L’immigrazione, umanitaria ed economica, va considerata un’opportunità, e non solo un problema. Il fenomeno migratorio va gestito con razionalità e con una condivisione di responsabilità tra gli Stati dell’Unione europea, a partire dalla rivisitazione del Trattato di Dublino e la revisione degli accordi Italia-Libia. Tra le misure prioritarie: l’incremento dei numeri programmati d’ingresso sul prossimo decreto flussi; il superamento dei gravi ritardi nell’esame delle domande di regolarizzazione e l’estensione dei percorsi di emersione a tutti quei settori con un’alta presenza di lavoratori immigrati; il rafforzamento degli Sportelli Unici per l’Immigrazione con personale stabilizzato; la valorizzazione di tutti gli accordi di settore sulla formazione e l’inserimento dei lavoratori rifugiati; il riconoscimento della cittadinanza ai figli di migranti attraverso lo Ius Scholae. L’attenzione mediatica e politica spesso si concentra sull’immigrazione che, nella nostra regione come nell’intero paese, si è fortemente ridimensionata per le note ragioni economiche, sottovalutando il fenomeno crescente e molto preoccupante della emigrazione dei nostri giovani verso altre regioni o all’estero. Vanno indagate le ragioni di questo fenomeno e messe in atto politiche mirate al contrasto della dispersione delle competenze e dei suoi effetti demografici.
Il sistema previdenziale necessita di una riforma nel segno dell’equità, della sostenibilità e della inclusività tale da garantire meccanismi di flessibilità in uscita. Ribadiamo le nostre proposte: pensione contributiva di garanzia per i giovani; riconoscimento del lavoro di cura; sostegno pubblico all’adesione alla previdenza complementare; maggiore supporto ai lavoratori precoci, a chi svolge lavori gravosi e usuranti e Ape sociale permanente e allargata; possibilità di andare in pensione a partire da 62 anni e anche in presenza di 41 di contributi a prescindere dall’età anagrafica.
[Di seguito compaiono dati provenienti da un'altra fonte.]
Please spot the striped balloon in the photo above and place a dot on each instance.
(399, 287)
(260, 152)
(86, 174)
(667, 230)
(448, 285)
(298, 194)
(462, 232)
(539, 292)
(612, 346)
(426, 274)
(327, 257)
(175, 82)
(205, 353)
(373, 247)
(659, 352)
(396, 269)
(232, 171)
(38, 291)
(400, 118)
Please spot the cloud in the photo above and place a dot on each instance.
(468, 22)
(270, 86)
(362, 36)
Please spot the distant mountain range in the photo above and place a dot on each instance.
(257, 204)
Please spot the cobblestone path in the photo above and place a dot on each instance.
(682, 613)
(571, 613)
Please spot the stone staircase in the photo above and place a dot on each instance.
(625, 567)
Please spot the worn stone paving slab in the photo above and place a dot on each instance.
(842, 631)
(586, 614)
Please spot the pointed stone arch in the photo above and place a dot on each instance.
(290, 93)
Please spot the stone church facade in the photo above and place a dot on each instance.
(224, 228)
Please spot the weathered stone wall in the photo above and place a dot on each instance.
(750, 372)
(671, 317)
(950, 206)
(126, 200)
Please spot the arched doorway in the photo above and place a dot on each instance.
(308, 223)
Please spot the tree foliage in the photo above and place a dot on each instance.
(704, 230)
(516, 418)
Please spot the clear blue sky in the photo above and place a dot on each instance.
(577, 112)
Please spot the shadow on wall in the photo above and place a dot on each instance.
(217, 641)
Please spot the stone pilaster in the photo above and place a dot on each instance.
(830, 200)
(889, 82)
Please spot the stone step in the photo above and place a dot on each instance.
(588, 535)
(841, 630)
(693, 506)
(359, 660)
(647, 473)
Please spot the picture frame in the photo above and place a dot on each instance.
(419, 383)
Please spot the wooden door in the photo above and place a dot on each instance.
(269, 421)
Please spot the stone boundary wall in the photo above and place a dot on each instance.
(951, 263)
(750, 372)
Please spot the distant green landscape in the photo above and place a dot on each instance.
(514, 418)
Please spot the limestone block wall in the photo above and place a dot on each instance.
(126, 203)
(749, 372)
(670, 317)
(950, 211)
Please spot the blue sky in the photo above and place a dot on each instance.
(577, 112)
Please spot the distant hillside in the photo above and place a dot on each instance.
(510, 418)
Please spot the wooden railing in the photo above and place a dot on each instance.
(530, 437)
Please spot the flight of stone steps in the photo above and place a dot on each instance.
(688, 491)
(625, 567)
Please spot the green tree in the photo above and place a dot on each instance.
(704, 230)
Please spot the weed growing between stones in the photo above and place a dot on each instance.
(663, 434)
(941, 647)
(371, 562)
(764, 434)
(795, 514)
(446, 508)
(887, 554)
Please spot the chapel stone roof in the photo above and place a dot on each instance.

Per quanto riguarda le donne, chiediamo sconti contributivi alle madri lavoratrici e rivisitazione dei coefficienti di calcolo. Per i pensionati, infine, chiediamo l’estensione della 14ma e nuovi adeguamenti al costo della vita.
Serve una riforma complessiva del fisco che ridistribuisca il carico a favore delle fasce deboli e risponda alla piaga dell’evasione. Riteniamo importante proseguire sul percorso avviato nell’ultima Legge di Bilancio, attraverso una riduzione del peso del fisco su lavoratori dipendenti e pensionati, semplificando l’imposta e garantendone la progressività. Altri interventi da tenere in considerazione riguardano la revisione delle spese fiscali, il contrasto concreto ed efficace all’evasione fiscale, l’introduzione di una tassa di successione sui grandi patrimoni, la continuità nella digitalizzazione dei pagamenti e delle fatturazioni, l’azzeramento della tassazione sui premi di produttività, la revisione delle aliquote IVA nell’ottica di distinguere i beni necessari da quelli di lusso, diversamente dall’ipotesi di estensione di tassazione piatta.
CGIL CISL e UIL delle Marche chiedono con forza ai parlamentari, che verranno eletti in questa regione, un dialogo continuativo con questo territorio e con le forze sociali che lo rappresentano, un impegno fattivo ed una presenza costante, nel dibattito politico nazionale, rispetto ai problemi e alle difficoltà della nostra comunità.